[![Open In Colab](https://colab.research.google.com/assets/colab-badge.svg)](https://colab.research.google.com/github/ultimatemagic79/vit-hands-on/vit.ipynb)

In [1]:
# Google Driveのマウント
from google.colab import drive
drive.mount('/content/drive/')

Mounted at /content/drive/
[Errno 2] No such file or directory: '/content/drive/MyDrive/Colab Notebook/vit-hands-on'
/content


In [2]:
%cd '/content/drive/MyDrive/Colab Notebooks/vit-hands-on'

/content/drive/MyDrive/Colab Notebooks/vit-hands-on




---



# Vision Transformerを実装してみよう
ViTモデルを実際に実装し， CIFAR10の分類タスクを行ってみましょう．
## 1. データセット準備
画像データセット[CIFAR10](https://www.cs.toronto.edu/~kriz/cifar.html)をダウンロードして，前処理を行う.


In [8]:
# モジュールのインポート
import torch
import torch.nn as nn
import torch.nn.functional as F
import torchvision
import torchvision.transforms as transforms
from torchvision.datasets import CIFAR10
from torch.utils.data import random_split, DataLoader, Subset
import numpy as np

import warnings
warnings.filterwarnings("ignore")

In [4]:
# データロード関数を定義
## 引数batch_sizeはミニバッチの大きさ

def load_data(batch_size):

    # クラスのラベル名
    classes = ('airplane', 'automobile', 'bird', 'cat',
            'deer', 'dog', 'frog', 'horse', 'ship', 'truck')

    ## 前処理関数の準備
    transform = transforms.Compose([
        transforms.Resize((224, 224)),  # ViT に合わせて画像サイズを変更
        transforms.ToTensor(),
        transforms.Normalize(mean=[0.485, 0.456, 0.406], std=[0.229, 0.224, 0.225]),
    ])

    # CIFAR10の準備（ローカルにデータがない場合はダウンロードされる）
    # 訓練用データセット
    trainset = CIFAR10(root='./data', train=True, download=True, transform=transform)
    # 評価用データセット
    testset = CIFAR10(root='./data', train=False, download=True, transform=transform)

    # 訓練用データローダー
    trainloader = DataLoader(trainset, batch_size=batch_size, shuffle=True, num_workers=2)
    # 評価用データローダー
    testloader = DataLoader(testset, batch_size=batch_size, shuffle=False, num_workers=2)

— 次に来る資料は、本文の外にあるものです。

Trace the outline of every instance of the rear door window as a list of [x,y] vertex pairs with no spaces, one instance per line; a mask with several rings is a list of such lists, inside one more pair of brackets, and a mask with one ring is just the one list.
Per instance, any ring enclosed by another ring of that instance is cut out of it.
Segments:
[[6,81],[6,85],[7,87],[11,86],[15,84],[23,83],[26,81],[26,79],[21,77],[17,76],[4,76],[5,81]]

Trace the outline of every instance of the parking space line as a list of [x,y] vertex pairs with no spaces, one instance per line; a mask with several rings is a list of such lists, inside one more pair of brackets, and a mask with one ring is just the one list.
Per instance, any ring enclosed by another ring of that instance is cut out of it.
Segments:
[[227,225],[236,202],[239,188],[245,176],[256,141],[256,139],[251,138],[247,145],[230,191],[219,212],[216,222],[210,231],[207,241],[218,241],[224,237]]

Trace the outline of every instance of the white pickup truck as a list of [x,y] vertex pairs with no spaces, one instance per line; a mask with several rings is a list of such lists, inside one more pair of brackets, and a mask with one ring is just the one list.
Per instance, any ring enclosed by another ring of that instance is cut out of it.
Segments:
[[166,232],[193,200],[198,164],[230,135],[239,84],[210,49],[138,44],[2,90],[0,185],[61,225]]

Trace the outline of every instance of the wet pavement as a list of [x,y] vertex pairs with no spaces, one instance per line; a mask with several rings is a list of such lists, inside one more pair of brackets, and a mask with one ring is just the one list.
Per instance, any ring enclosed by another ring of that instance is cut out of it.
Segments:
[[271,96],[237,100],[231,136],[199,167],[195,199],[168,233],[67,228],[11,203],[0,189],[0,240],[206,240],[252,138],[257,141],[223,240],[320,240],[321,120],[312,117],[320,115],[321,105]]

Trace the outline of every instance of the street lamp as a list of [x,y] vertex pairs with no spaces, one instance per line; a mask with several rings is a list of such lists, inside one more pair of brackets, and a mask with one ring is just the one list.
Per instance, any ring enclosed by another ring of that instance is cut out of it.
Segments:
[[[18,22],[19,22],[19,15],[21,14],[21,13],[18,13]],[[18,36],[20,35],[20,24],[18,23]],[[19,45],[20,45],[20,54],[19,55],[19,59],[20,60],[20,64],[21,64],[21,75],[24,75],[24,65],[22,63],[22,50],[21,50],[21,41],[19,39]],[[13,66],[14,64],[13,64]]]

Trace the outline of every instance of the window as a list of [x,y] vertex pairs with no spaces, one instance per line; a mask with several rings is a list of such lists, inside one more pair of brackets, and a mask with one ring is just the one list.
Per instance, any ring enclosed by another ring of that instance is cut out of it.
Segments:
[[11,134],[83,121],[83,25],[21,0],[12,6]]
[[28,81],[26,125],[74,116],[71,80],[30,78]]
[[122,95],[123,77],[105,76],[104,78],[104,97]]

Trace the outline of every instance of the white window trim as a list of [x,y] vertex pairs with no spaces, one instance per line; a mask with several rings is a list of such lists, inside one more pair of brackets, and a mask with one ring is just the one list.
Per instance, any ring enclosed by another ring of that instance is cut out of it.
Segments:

    return (trainloader, testloader, classes)

In [6]:
trainloader, testloader, classs = load_data(64)

Downloading https://www.cs.toronto.edu/~kriz/cifar-10-python.tar.gz to ./data/cifar-10-python.tar.gz


100%|██████████| 170498071/170498071 [00:10<00:00, 16079236.37it/s]


Extracting ./data/cifar-10-python.tar.gz to ./data
Files already downloaded and verified


## 2. VisionTransformerの定義
実際に学習するVisionTransformerモデルを定義してみよう．ViTの全体像は以下のようになっており，

* Patch Embedding
* Positional Encoding
* Transformer Encoder
* Head

の大きく四つを組み立てることで作ることができます．
![](https://production-media.paperswithcode.com/methods/Screen_Shot_2021-01-26_at_9.43.31_PM_uI4jjMq.png)


### Patch Embedding

In [None]:
# Patch Embedding
class PatchEmbedding(nn.Module):
    def __init__():
      pass
    def forward():
      pass

#### 例

In [9]:
class PatchEmbedding(nn.Module):
    def __init__(self, img_size=224, patch_size=16, in_chans=3, embed_dim=768):
        super().__init__()
        self.img_size = img_size
        self.patch_size = patch_size
        self.n_patches = (img_size // patch_size) ** 2
        self.proj = nn.Conv2d(in_chans, embed_dim, kernel_size=patch_size, stride=patch_size)

    def forward(self, x):
        x = self.proj(x)  # (B, C, H, W)
        x = x.flatten(2)  # (B, C, N)
        x = x.transpose(1, 2)  # (B, N, C)
        return x

### Positional Encoding

In [None]:
# Positional Encoding
class PositionalEncoding(nn.Module):
    def __init__():
        pass
    def forward():
        pass

#### 例

In [10]:
class PositionalEncoding(nn.Module):
    def __init__(self, d_model, max_len=5000):
        super().__init__()
        self.encoding = torch.zeros(max_len, d_model)
        position = torch.arange(0, max_len, dtype=torch.float).unsqueeze(1)
        div_term = torch.exp(torch.arange(0, d_model, 2).float() * (-math.log(10000.0) / d_model))
        self.encoding[:, 0::2] = torch.sin(position * div_term)
        self.encoding[:, 1::2] = torch.cos(position * div_term)
        self.encoding = self.encoding.unsqueeze(0)

    def forward(self, x):
        return x + self.encoding[:, :x.size(1)].detach()

### Encoder

In [None]:
# Transformer Encoder
class TransformerEncoder(nn.Module):
    def __init__():
        pass
    def forward():
        pass

#### 例

In [11]:
class TransformerEncoder(nn.Module):
    def __init__(self, embed_dim, num_heads, ff_dim, dropout=0.1):
        super().__init__()
        self.norm1 = nn.LayerNorm(embed_dim)
        self.attn = nn.MultiheadAttention(embed_dim, num_heads, dropout)
        self.norm2 = nn.LayerNorm(embed_dim)
        self.ff = nn.Sequential(
            nn.Linear(embed_dim, ff_dim),
            nn.ReLU(),
            nn.Linear(ff_dim, embed_dim),
        )
        self.dropout = nn.Dropout(dropout)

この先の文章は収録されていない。